Method , or a systematically applied means. Without method, there is accidental discovery, but there is no authentic research. Method counts no less than results because a good method contains in itself the promise of further results. Sometimes the new method can itself be a result. It is an important result because it usually opens up new areas of research. The result obtained by the Ionian philosophers of nature was the establishment of two research methods: (a) analysis decomposition (usually only in thought) into simpler components, in order finally to reach the elementary components (the search for arche ); (b) induction transition from individual observations to general conclusions (plants and animals need water for life and therefore water is the arche of nature). It is not necessary to emphasize that this is only the first use of induction and is still obscured by hasty generalization.

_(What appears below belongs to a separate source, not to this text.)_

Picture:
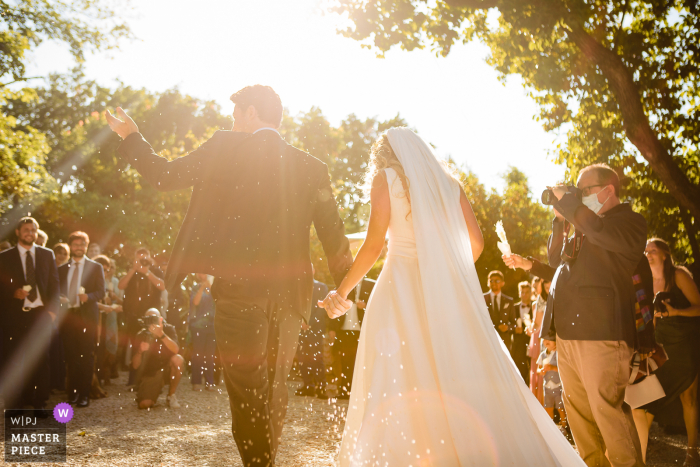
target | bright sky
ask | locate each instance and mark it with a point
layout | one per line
(210, 49)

And what did the first Greek thinkers give to the philosophy of nature in return?
First, the awareness that nature demands intellectual explanation . It cannot be taken as undiscussed data, but one must search for reasons explaining the structure of nature and even of (more generally) nature itself.
Second, the conviction that nature can be explained by reducing it to elementary principles . These principles do not have to be physical parts of a whole, like, for example, water or atoms; they can be metaphysical or logical elements, like for example apeiron or number.